Bosan dengan rutinitas adalah ketika yang kulakukan setiap hari hanya mengerjakan revisi dan menunggu dosen di kampus. Jadi kalau ada orang yang bertanya padaku apa yang rutinitasku akhir-akhir ini adalah revisi dan menunggu dosen.

Lagi-lagi hari ini aku menunggu dosenku di kampus. Sebenarnya bukan lagi-lagi karena menunggu di kampus merupakan salah satu hal wajib yang dilakukan oleh mahasiswa tugas akhir. Tapi semua itu akan berubah ketika kita ternyata sudah setahun mengerjakan tugas akhir. Entah otakku yang tidak bisa mencerna dengan baik atau ada masalah lain yang membuatku masih saja harus revisi sampai sekarang. Tapi kalau aku mencoba berpikir lebih positif, itu artinya waktuku mencintai universitas dan kota ini masih kurang.

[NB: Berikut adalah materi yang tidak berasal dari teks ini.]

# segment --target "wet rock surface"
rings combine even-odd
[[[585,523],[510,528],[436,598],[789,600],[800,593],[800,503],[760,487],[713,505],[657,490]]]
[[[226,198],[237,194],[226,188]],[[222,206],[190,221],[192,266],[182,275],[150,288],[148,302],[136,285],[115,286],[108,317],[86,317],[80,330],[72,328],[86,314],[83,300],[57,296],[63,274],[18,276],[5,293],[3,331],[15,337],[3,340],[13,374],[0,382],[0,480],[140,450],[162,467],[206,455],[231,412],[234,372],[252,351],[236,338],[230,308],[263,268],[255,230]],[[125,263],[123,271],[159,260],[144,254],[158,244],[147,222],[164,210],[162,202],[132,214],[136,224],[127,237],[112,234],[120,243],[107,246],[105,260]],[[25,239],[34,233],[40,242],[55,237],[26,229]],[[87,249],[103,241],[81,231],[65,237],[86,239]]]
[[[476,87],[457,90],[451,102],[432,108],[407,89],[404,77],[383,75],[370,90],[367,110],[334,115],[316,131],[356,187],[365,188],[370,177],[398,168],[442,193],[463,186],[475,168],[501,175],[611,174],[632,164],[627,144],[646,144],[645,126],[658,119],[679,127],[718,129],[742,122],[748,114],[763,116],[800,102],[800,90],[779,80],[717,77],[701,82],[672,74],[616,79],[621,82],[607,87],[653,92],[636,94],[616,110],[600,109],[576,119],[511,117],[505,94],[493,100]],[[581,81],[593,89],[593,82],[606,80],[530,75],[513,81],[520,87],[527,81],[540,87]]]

Aku menunggu sekitar 20 menit sampai akhirnya dosenku mengijinkanku masuk ke ruangannya. Dengan segenap kemampuan dan keberanian yang ada, aku menjawab pertanyaan dari dosenku. Entah aku yang sensitif atau dramatis tapi kurasa dosenku sekarang sedang tersenyum mencemooh. Meski itu tipis, tapi kepalaku serasa dihujani batu kerikil sampai mataku hampir berair. Semalaman aku mengerjakan tapi malah jadinya seperti ini.

Aku langsung berkata, "Maaf bu, akan saya perbaiki lagi."

"Iyalah Mbak, kalau sudah seperti yang saya katakan kemarin baru ketemu saya lagi."

Aku keluar ruangan dan disambut beberapa wajah adik angkatan yang cukup familiar,

"Habis bimbingan ya Mbak?"

"Iya, mau bimbingan juga?"

Mereka mengangguk. Dan itu seperti tanda bahwa aku memang harus cepat-cepat keluar dari kampus ini.

Aku sedang menuju parkiran ketika Gusti mengirim pesan.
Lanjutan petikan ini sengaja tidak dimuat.